I was remembering all the trash that covered the banks of the Quevedo River, a river that Thor Heyerdahl had described as a tropical paradise in 1947. I said, "When we floated these logs down the river in Ecuador in March a year ago, several times we saw people along the riverbank just throwing their waste into the river. Much of the oceans’ plastic comes from the big rivers in Asia, Africa, and South America."
Eric was, as usual, fishing while we sat on the roof. Andrey and I were sometimes a little embarrassed that we did not contribute more to the fishing. But it was usually a fruitless exercise. We were not as optimistic as Erik who currently had his shift from 6 to 8 PM. I said, "And right now, we're sitting here hungry as hell with no fish caught this day – only plastic!”
During the planning stage of Kon-Tiki2, I read some of the research on this topic and decided to include plastic collection as we went drifting across the Pacific. A raft is perfect for the purpose. We sail slowly, for a long time, and always very near the surface of the sea we are studying. A normal boat needs a crane to hoist the manta trawl into the sea. We just needed a muscle man like Erik - or Jostein, who had the job on the first leg.
I had learned that the plastic we were floating through is also a kind of magnet or glue for other chemicals found in the sea, such as the pollution that comes from agricultural waste and detergent runoff. Microplastics are a perfect carrier for dangerous chemicals that are even smaller molecules, such as flame retardants and pesticides. A recent study showed that there is microplastic in the stomachs of one out of four fish bought at the fish market. We don't eat the stomachs themselves but they contribute to the pesticides found in the edible flesh. There is microplastic in one of three oysters which get their food by straining seawater containing the microplastics; in mussels, it is even worse.
So, what does all this say about us? How will the people of the future judge us?

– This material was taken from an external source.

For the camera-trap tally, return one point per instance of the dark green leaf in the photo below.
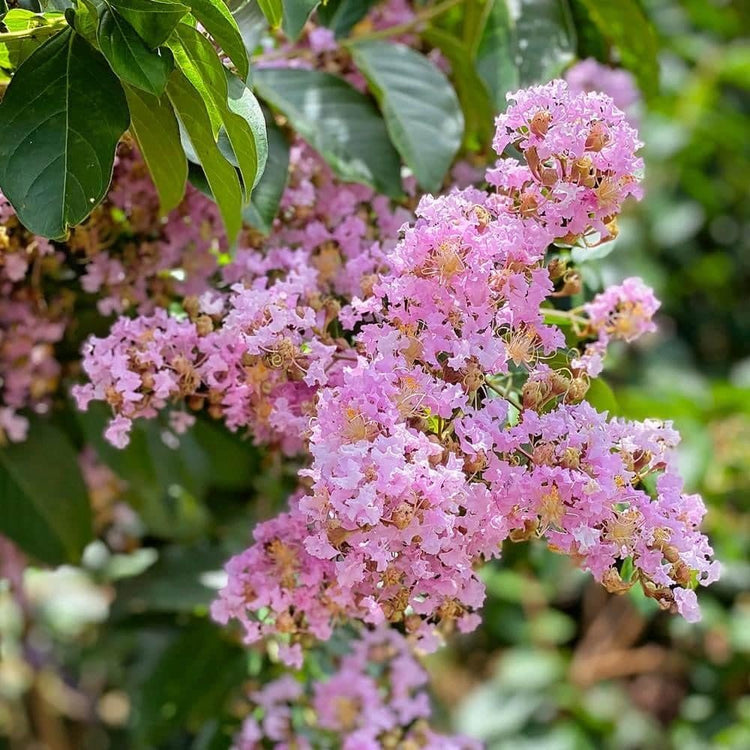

I remembered a meeting with oceanographers Curtis Ebbesmeyer and Jim Ingraham. We were in Alaska on a veranda overlooking gigantic Sitka spruces, trees over a hundred meters tall. In that pristine and peaceful setting, Curtis said something quite disturbing. I will never forget his words.
"For centuries, historians and archaeologists have defined periods of human history by the technologies or materials that made the greatest impact on society—like the Stone Age, Bronze Age, or Iron Age.
“Imagine that, in the distant future, entrepreneurs like you will dig deep into the earth and find the layers that may best define our current period within the Anthropocene. And then, after an archaeological study of the evidence, they will find that most of it is plastic. And they all will wonder; the foremost of them will have the honor of calling our age ‘The Plastic Age’ ".